Fools Names and Fools Faces

Landscapes from Floyd County, Southwest Virginia by Fred First
It was not hard to find evidence of Blue Ridge Parkway decline a few weeks back when I went looking for it for the purposes of a Parkway newsletter. Damage from the vagaries of weather--like the two ice storms we've had in the last month--one can to some degree overlook as "acts of God." But the saddest evidence of Parkway decline and abuse was this: graffiti at Rakes Mill Pond dam.

There is, after all, scant risk of being caught by a Park Ranger while in the act.
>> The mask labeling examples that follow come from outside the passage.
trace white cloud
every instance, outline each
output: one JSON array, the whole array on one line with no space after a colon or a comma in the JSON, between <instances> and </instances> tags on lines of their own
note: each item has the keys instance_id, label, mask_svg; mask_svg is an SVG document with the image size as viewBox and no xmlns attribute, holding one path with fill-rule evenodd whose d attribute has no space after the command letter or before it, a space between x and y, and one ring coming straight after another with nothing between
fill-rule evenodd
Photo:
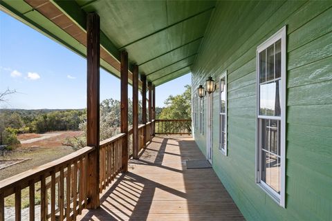
<instances>
[{"instance_id":1,"label":"white cloud","mask_svg":"<svg viewBox=\"0 0 332 221\"><path fill-rule=\"evenodd\" d=\"M37 80L40 78L39 75L34 72L28 73L28 79L30 80Z\"/></svg>"},{"instance_id":2,"label":"white cloud","mask_svg":"<svg viewBox=\"0 0 332 221\"><path fill-rule=\"evenodd\" d=\"M10 73L10 77L17 77L22 76L22 73L18 71L17 70L14 70Z\"/></svg>"},{"instance_id":3,"label":"white cloud","mask_svg":"<svg viewBox=\"0 0 332 221\"><path fill-rule=\"evenodd\" d=\"M71 76L70 75L68 75L67 77L69 79L76 79L76 77L73 77L73 76Z\"/></svg>"}]
</instances>

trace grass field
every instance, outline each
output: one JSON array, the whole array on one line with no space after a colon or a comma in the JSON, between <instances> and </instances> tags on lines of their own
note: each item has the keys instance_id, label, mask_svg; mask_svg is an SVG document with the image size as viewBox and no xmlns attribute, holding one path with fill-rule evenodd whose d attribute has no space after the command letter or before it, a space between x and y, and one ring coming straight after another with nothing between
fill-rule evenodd
<instances>
[{"instance_id":1,"label":"grass field","mask_svg":"<svg viewBox=\"0 0 332 221\"><path fill-rule=\"evenodd\" d=\"M79 136L82 135L81 131L57 131L54 133L59 133L56 136L46 138L37 142L22 144L20 147L15 148L10 153L3 157L0 156L0 160L10 160L17 158L31 158L31 160L25 161L13 166L8 166L0 170L0 182L6 178L10 177L14 175L24 172L30 169L44 164L47 162L53 161L64 157L74 150L71 146L64 146L62 143L67 137ZM18 138L21 141L28 140L30 139L40 138L43 136L48 137L49 134L25 134L19 135ZM35 204L39 204L40 201L40 193L38 193L38 189L40 184L36 184L36 200ZM25 208L28 206L29 192L28 189L21 191L21 206ZM15 206L14 195L10 195L6 198L6 206Z\"/></svg>"}]
</instances>

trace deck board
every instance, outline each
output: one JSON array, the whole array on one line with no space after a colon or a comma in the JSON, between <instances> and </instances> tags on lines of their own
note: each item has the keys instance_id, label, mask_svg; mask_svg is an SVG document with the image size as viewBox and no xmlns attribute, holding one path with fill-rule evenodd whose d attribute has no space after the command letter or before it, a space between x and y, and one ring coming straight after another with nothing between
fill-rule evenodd
<instances>
[{"instance_id":1,"label":"deck board","mask_svg":"<svg viewBox=\"0 0 332 221\"><path fill-rule=\"evenodd\" d=\"M191 137L155 137L139 155L77 220L244 220L212 169L186 169L205 159Z\"/></svg>"}]
</instances>

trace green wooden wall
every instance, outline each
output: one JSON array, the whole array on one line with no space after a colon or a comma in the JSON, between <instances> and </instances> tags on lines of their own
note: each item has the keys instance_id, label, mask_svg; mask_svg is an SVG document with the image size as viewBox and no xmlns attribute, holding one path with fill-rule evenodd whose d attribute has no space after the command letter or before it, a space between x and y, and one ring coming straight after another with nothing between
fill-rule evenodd
<instances>
[{"instance_id":1,"label":"green wooden wall","mask_svg":"<svg viewBox=\"0 0 332 221\"><path fill-rule=\"evenodd\" d=\"M282 208L255 180L255 59L257 46L285 25L286 177ZM245 218L331 220L332 1L219 1L192 69L193 93L208 76L217 79L228 72L228 156L218 149L216 92L212 166ZM195 133L205 155L206 104L205 96L204 135Z\"/></svg>"}]
</instances>

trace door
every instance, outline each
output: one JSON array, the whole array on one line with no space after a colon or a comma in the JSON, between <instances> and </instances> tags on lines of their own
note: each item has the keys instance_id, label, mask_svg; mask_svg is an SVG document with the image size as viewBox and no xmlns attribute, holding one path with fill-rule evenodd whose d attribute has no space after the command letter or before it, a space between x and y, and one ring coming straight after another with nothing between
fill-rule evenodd
<instances>
[{"instance_id":1,"label":"door","mask_svg":"<svg viewBox=\"0 0 332 221\"><path fill-rule=\"evenodd\" d=\"M208 94L207 102L207 130L206 155L208 160L212 163L212 94Z\"/></svg>"}]
</instances>

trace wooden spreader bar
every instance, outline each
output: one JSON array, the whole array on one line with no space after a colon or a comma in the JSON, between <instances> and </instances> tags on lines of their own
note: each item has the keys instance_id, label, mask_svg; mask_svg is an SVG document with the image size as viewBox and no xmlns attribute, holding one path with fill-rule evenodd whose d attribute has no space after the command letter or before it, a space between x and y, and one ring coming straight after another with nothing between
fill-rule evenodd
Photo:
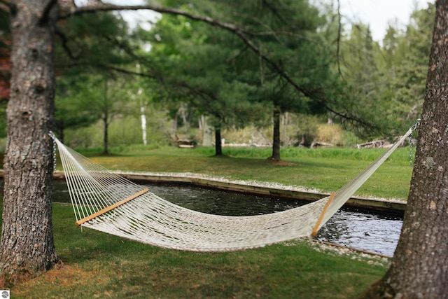
<instances>
[{"instance_id":1,"label":"wooden spreader bar","mask_svg":"<svg viewBox=\"0 0 448 299\"><path fill-rule=\"evenodd\" d=\"M104 208L101 211L98 211L97 212L94 213L92 215L88 216L87 217L84 217L83 218L78 220L78 221L75 222L75 224L76 225L80 225L81 224L84 223L85 222L87 222L89 220L92 220L95 217L98 217L99 216L102 215L104 213L106 213L106 212L108 212L108 211L116 208L117 207L120 207L120 205L122 205L123 204L125 204L126 202L129 202L130 200L132 200L134 198L138 197L139 196L141 195L142 194L146 193L148 191L149 191L149 189L146 188L146 189L142 190L141 191L137 192L136 193L130 196L129 197L125 198L124 200L120 200L120 201L119 201L118 202L115 202L115 204L112 204L112 205L111 205L111 206L109 206L109 207L108 207L106 208Z\"/></svg>"},{"instance_id":2,"label":"wooden spreader bar","mask_svg":"<svg viewBox=\"0 0 448 299\"><path fill-rule=\"evenodd\" d=\"M335 197L335 193L333 192L330 195L330 198L328 198L328 201L327 202L327 203L325 204L325 207L323 207L323 209L322 210L322 213L321 213L321 216L319 216L319 218L317 220L317 222L316 223L316 225L314 225L314 228L313 228L313 230L312 230L312 232L311 232L311 235L312 237L314 237L318 232L318 231L319 231L318 228L319 228L319 225L321 225L321 222L322 222L322 219L323 219L323 216L327 212L327 209L328 209L328 207L330 207L330 204L331 203L331 201L333 200L334 197Z\"/></svg>"}]
</instances>

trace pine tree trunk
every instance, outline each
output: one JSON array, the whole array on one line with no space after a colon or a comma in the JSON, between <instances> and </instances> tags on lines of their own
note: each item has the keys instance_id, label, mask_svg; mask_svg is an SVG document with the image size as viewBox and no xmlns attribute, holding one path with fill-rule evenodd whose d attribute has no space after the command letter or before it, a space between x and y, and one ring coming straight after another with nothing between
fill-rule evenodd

Far too few have far too much territory to patrol to be any kind of threat to vandals and lowlifes with spray paint like Jody.

Do you suppose that people like this carry cases of black spray paint in the trunks of their rust- infested, Bondo-colored vehicles just in case they get the opportunity to become immortalized on an overpass, or even better, at a frequently visited and beautiful place in a national park?

Do you suppose that for Jody this was an act of rebellion, of machismo, or of sheer indifferent disregard that there might be anyone else in the world beside him (or her, as the case may be)?

I sympathize with graffiti in public places to the same extent that I appreciate people rolling down their windows and throwing the remnants of their Happy Meals along our road.

There are just aspects to the human condition and perspective that I simply do not understand. Carrying spray paint for Jody's purposes is certainly well outside my frame of reference. I can only imagine with some satisfaction that, while the park rangers won't catch him, someone else with a badge eventually will.